Opinion

Newton Emerson: Urgent care centres are vital to health reform - but will the parties back their own plan?

Newton Emerson

Newton Emerson

Newton Emerson writes a twice-weekly column for The Irish News and is a regular commentator on current affairs on radio and television.

UUP health minister Robin Swann last year backed urgent care centres yet the party, with others, has protested against the implementation of that policy in North Down. Picture by Hugh Russell
UUP health minister Robin Swann last year backed urgent care centres yet the party, with others, has protested against the implementation of that policy in North Down. Picture by Hugh Russell UUP health minister Robin Swann last year backed urgent care centres yet the party, with others, has protested against the implementation of that policy in North Down. Picture by Hugh Russell

Let nobody say there is some uniquely rustic aspect to the row over Enniskillen’s South West Acute Hospital. In suburban North Down, the argument over health reform is in many ways even worse.

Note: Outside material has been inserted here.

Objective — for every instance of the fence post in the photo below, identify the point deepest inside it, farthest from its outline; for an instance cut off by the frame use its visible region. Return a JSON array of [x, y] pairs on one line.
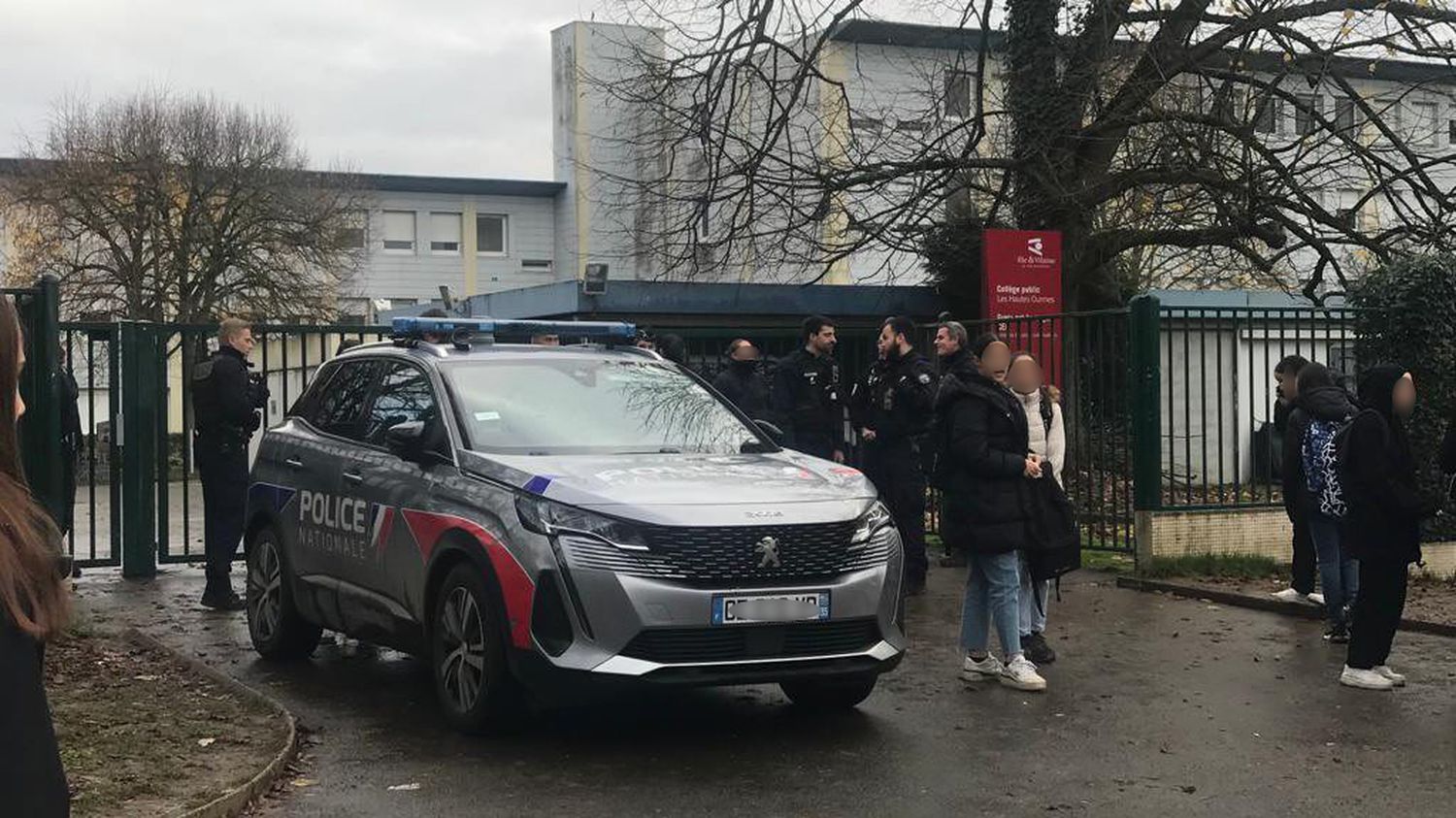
[[41, 427], [136, 434], [1147, 422]]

Enniskillen is having reform haphazardly forced upon it. Recruitment problems have caused the transfer of emergency general surgery to Altnagelvin, 50 miles away. But that is still ultimately in line with the Bengoa report, adopted by all five executive parties in 2016. When those parties join protests in Fermanagh they are complaining about their own policy, plus their failure to implement it in a non-haphazard fashion.

By contrast, health reform in North Down is proceeding exactly to plan. Two nurse-led minor injuries units in Bangor and Newtownards are to close and be replaced with a consultant-led urgent care centre – a sort of super minor injuries unit – beside the A&E at the Ulster Hospital in Dundonald.

It might seem odd or even suspicious to have two ‘accident departments’ on one site. Putting small clinics in towns without a hospital looks like common sense. Research shows minor injuries units are used appropriately by the public. People know not to turn up to them with major injuries, which should be taken to A&E, or minor illnesses, which should be seen by a GP.

But research also shows these units are not efficient or sustainable on their own. Relocating them to hospitals enables overnight and weekend opening, access to essential resources such as diagnostics and imaging, and instant referral to A&E if required.

More importantly for health reform, it enables a new approach to accessing care, where admission to A&E is only by referral – from an ambulance, GP or urgent care centre. Such centres become the key to triaging patients into the system.

This is meant to be the new model for the whole of Northern Ireland. It was set out in detail by an expert report for the Department of Health in 2020 – known as the Maxwell report – and endorsed as policy last year by UUP health minister Robin Swann, who called it a “milestone” and said he “firmly believed in implementation” of its proposals.

Yet a UUP representative joined a protest in Newtownards this Monday against the proposals. So did DUP representatives, despite their party supporting the same reforms. Perhaps most tellingly, so did an SDLP representative.

In 2020, Colum Eastwood pledged no representative of his party would object to loss of health services in their constituency, provided the change was an expert recommendation. This has been ignored in Newry and Downpatrick but at least they are SDLP heartlands, where change is being forced by problems similar to those in Enniskillen. Why undermine the party, its leadership and its health policy to try squeezing a drop from the parish pump in North Down, where the SDLP has less than 3 per cent of the vote?

Sinn Féin has no representatives in North Down, otherwise it would presumably have been at Monday’s protest. It has certainly waved enough placards in Enniskillen.

The Maxwell report is not beyond criticism. Travel to urgent care centres is an issue, even in an area as compact and well-served by public transport as North Down. But parties there are not just raising legitimate practical concerns that can be addressed through improving the policy. They are protesting against the fundamentals of their own policy, plus Stormont’s success in implementing it.

Alliance has previously been as bad. In 2019, it joined the other four main parties at a protest in Craigavon against centralising breast cancer services in accordance with Bengoa.

Alliance has not joined protests in Enniskillen, although that could have been explained by its lack of presence in the district – it has only one councillor, in Omagh.

However, the party has come out fighting for reform in North Down, defending and explaining the urgent care centre plan and criticising the UUP, DUP and SDLP protestors. Paula Bradshaw, Alliance’s health spokesperson, had a combative letter about it in Tuesday’s Irish News.

North Down is both a heartland and a battleground constituency for Alliance. Taking a stand there is a pointed act and will provide a fascinating experiment in political responsibility.

If Alliance is rewarded for this at the ballot box, or at least not punished, it will show that cowardice and opportunism on health reform are not inevitable.

If it is punished, public healthcare in Northern Ireland is doomed, and the electorate will have to bear its share of the blame.